Showing posts with label jewelry. Show all posts
Showing posts with label jewelry. Show all posts

Friday, September 3, 2010

A Love Affair with Earrings


I love jewelry.  Yes, I am a girl, and I love jewelry.  The problem is that I am VERY picky.  Especially with earrings. I'll pretty much love ANY necklace, bracelet, or ring.  But please don't try to buy me earrings.  Not to be rude, but I probably won't wear them.  I have been hooked on Ronald Pearson's "figure 8" earrings for years.  I have them in both 14K and sterling.  They are both a classic and a statement.  I absolutely love, love, love them.

Probably the main reason I love them so is because what they signify to me.  As a Columbia Junior Leaguer, I always admired them.  Silver or gold, I never cared.  But it wasn't until I finally left my ex-husband that fateful day in May of 2002 (No details, please.  We'll just say he loved to imbibe more than the average southern male... much more.), that I finally procured my own "figure 8s".  I can remember walking into Carol Saunder's Gallery like a new woman.  Celebrating my, and my young sons', freedom, I felt so liberated.  I bought both the gold and silver pair.  I deserved these earrings.  I earned them!

And so seven years later have passed.  I am married to my husband - an amazing man.  I have a wonderful life. And... I still am in love with my "figure 8s".


Thursday, May 13, 2010

"I Can't Live Without My Pearls"... Are You a Member Too?

If someone asked me the one item that epitomizes class and understated elegance on a woman, it would have to be the simple strand of pearls.  I wear mine almost every day.  They make me feel like I'm just a little bit dressed up... even when I'm just going to the grocery store or running another errand.  I see others wearing their strand and I notice, "They're in the I can't live without my pearls club too."  I love the perfect roundness and smoothness of each one.  I love the fact that they start out as an imperfection.  An inconvenience.  An irritation.  And then, by sheer miracle, that piece of sand (or other fragment) goes through a metamorphosis to become a precious and priceless thing of beauty. 
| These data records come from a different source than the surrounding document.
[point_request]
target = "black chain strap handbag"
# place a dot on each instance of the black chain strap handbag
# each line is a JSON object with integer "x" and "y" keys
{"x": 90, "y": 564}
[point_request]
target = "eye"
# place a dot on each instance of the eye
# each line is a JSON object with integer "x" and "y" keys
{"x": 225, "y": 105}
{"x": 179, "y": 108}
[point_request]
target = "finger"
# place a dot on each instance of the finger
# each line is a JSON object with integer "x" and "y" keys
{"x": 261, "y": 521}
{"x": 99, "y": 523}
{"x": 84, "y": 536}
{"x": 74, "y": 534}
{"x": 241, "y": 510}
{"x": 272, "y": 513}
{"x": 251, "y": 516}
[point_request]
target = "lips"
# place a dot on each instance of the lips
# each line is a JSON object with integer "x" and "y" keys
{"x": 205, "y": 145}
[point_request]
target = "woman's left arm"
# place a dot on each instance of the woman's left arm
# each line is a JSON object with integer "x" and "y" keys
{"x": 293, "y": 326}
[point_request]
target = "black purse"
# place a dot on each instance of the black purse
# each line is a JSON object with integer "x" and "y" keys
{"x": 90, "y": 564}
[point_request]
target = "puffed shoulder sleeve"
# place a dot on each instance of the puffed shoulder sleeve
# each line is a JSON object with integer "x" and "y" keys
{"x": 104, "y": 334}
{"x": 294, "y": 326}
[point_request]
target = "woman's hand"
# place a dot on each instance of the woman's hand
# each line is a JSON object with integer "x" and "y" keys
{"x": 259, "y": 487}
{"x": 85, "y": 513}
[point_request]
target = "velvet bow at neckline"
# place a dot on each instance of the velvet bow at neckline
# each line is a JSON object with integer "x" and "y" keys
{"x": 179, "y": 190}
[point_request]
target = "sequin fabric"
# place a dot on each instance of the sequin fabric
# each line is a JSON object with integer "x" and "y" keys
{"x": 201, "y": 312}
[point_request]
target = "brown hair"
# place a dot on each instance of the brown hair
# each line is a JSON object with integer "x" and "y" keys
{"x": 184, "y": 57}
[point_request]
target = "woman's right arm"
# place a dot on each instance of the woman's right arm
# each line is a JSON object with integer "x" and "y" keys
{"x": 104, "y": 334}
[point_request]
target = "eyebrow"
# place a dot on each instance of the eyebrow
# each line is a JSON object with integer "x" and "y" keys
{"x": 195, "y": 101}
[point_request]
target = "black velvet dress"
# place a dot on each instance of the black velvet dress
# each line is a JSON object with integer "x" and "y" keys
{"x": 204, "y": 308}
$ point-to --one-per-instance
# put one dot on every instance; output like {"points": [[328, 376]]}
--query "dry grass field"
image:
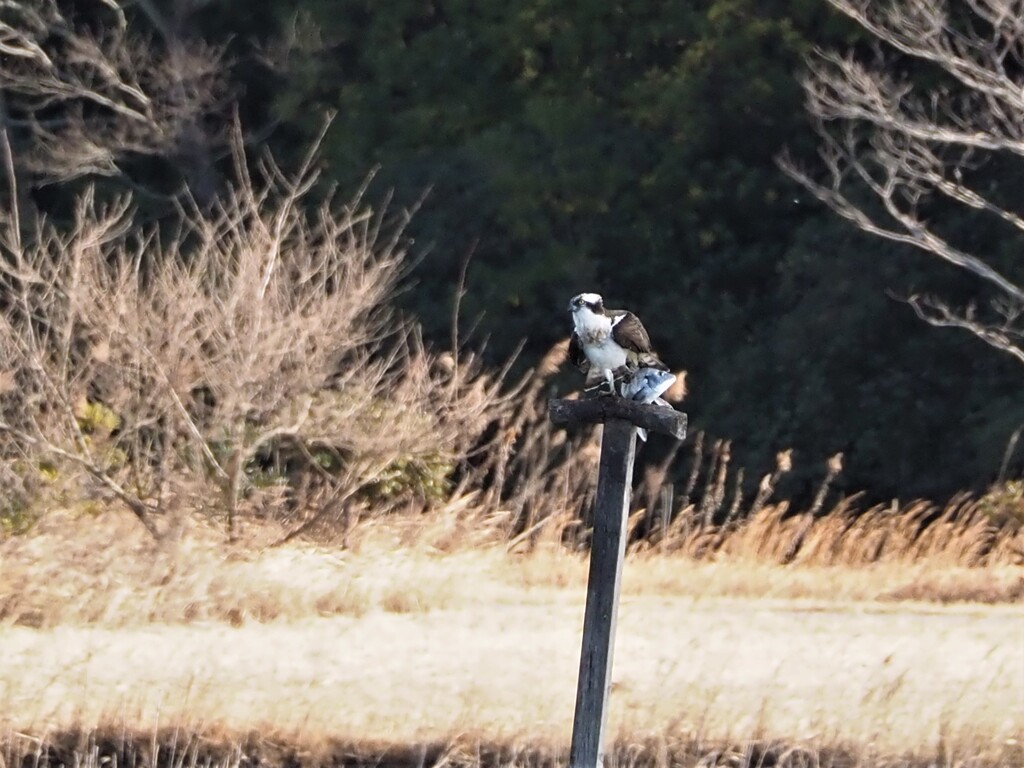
{"points": [[427, 640]]}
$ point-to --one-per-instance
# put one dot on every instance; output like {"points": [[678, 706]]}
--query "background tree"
{"points": [[904, 148]]}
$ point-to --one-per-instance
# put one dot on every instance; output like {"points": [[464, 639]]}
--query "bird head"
{"points": [[592, 301]]}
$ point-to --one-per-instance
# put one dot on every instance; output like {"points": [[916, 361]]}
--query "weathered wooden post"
{"points": [[614, 484]]}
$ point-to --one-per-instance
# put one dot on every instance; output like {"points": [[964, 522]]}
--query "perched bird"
{"points": [[607, 344]]}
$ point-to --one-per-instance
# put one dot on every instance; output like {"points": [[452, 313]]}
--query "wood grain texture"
{"points": [[658, 419], [614, 484]]}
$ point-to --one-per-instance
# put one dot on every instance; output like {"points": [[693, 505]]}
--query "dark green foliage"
{"points": [[629, 147]]}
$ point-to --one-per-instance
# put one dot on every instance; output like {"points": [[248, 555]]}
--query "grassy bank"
{"points": [[432, 640]]}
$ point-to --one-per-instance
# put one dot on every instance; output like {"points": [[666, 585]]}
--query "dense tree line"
{"points": [[625, 147]]}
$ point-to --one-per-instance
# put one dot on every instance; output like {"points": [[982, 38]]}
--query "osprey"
{"points": [[608, 343]]}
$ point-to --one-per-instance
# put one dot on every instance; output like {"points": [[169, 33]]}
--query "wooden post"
{"points": [[614, 485]]}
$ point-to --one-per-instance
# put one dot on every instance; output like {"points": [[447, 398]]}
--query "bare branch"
{"points": [[888, 151], [939, 314]]}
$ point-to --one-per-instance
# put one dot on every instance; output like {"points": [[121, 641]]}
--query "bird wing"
{"points": [[577, 355], [629, 333]]}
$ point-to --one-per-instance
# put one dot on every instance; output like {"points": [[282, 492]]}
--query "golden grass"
{"points": [[104, 569], [429, 633]]}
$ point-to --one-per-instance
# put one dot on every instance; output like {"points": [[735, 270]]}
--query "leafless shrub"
{"points": [[164, 365], [82, 98], [891, 152]]}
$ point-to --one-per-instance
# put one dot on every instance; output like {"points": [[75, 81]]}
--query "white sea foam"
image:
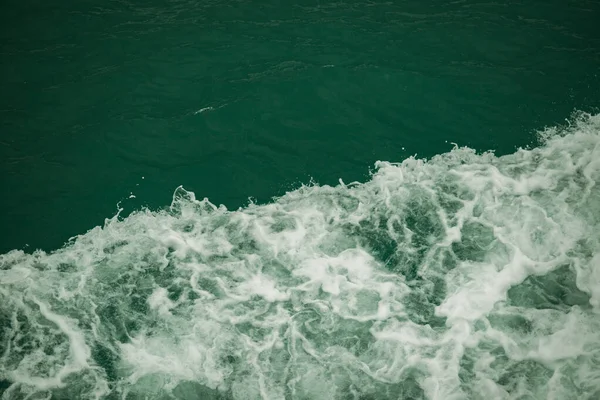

Throughout high school and college, I either wore fake or my mother's strand (but only on special occasions).  I can remember Mama clasping her's around my neck before my debutante balls.  Wearing those, as well as her kid leather elbow-length gloves, made me feel a princess.

Finally, I received my own.  One gift my parents gave me when I graduated from college was a exquisite 18 inch strand of pure elegance.  A few other girls got cars.  A few got trips.  But I got pearls.  Finally.  I had my own to play with or finger whenever I was talking... or flirting!  I didn't have to borrow for special occasions... or plain old everyday.  This June baby (whose birthstone is the pearl!) was in heaven.

Sometimes I think about those cars that were given as graduation gifts twenty years ago.  Do those girls know where they are now?  Probably not.  But I know where my pearls are... circling my neck and will be for the next twenty years.  Because... I can't live without my pearls.